Bu diziden bahsetmek istememin en önemli sebebi dizinin kara mizah, bol hiciv ve distopik bir ortamı anlatmasıydı.
Günlük hayatta karşımıza çıkan dizileri, filmleri, reklamları, ürünleri göz önüne aldığımızda tüm bunlar bize birer ütopya sunar. Pahalı ev ve arabalar, zenginlik, rahatlık, yeme, içme, gezme, zevk ve sefa eğlence içerisinde kayboluyormuşuz gibi bir dünya yaratılmış olması. Halbuki gerçekte yaşadığımız dünya böyle değildir. Aslında hepimiz tüketim kültürü içerisinde can çekişmekteyiz ve farkında değiliz.
İşte bu dizi bize tam olarak bunu sunuyor. Tüketim toplumuna kara ayna tutuyor. Sanata, mizaha kara ayna tutuyor. Sisteme kara ayna tutuyor. Devleti oluşturan bireyler ve toplumun da eleştirilmesinin yanı sıra adalet anlayışımıza ait göndermeler de mevcut.
Her bölümü birbirinden bağımsız olarak çekiliyor.

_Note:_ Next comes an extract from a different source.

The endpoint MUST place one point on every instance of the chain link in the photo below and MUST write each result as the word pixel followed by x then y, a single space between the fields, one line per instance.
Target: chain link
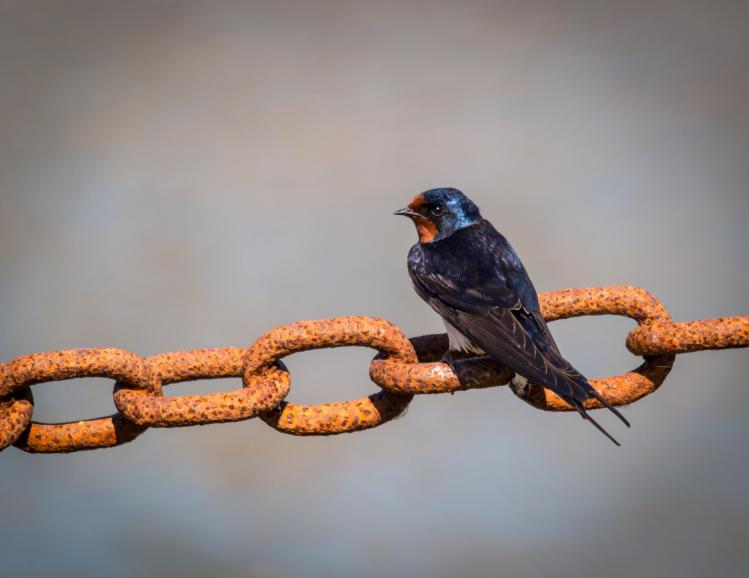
pixel 402 369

Dolayısıyla her bölümü, eleştirel bir film tadında.
“Şu anda yaşadığımız toplumda düzen var mı? Toplum nereye gidiyor? Ortalama 50 sene sonra teknoloji bu hızla ilerlemeye devam ederse nerede oluruz?” gibi soruların yanıtını bu dizide bulabileceğimizi düşünüyoruz.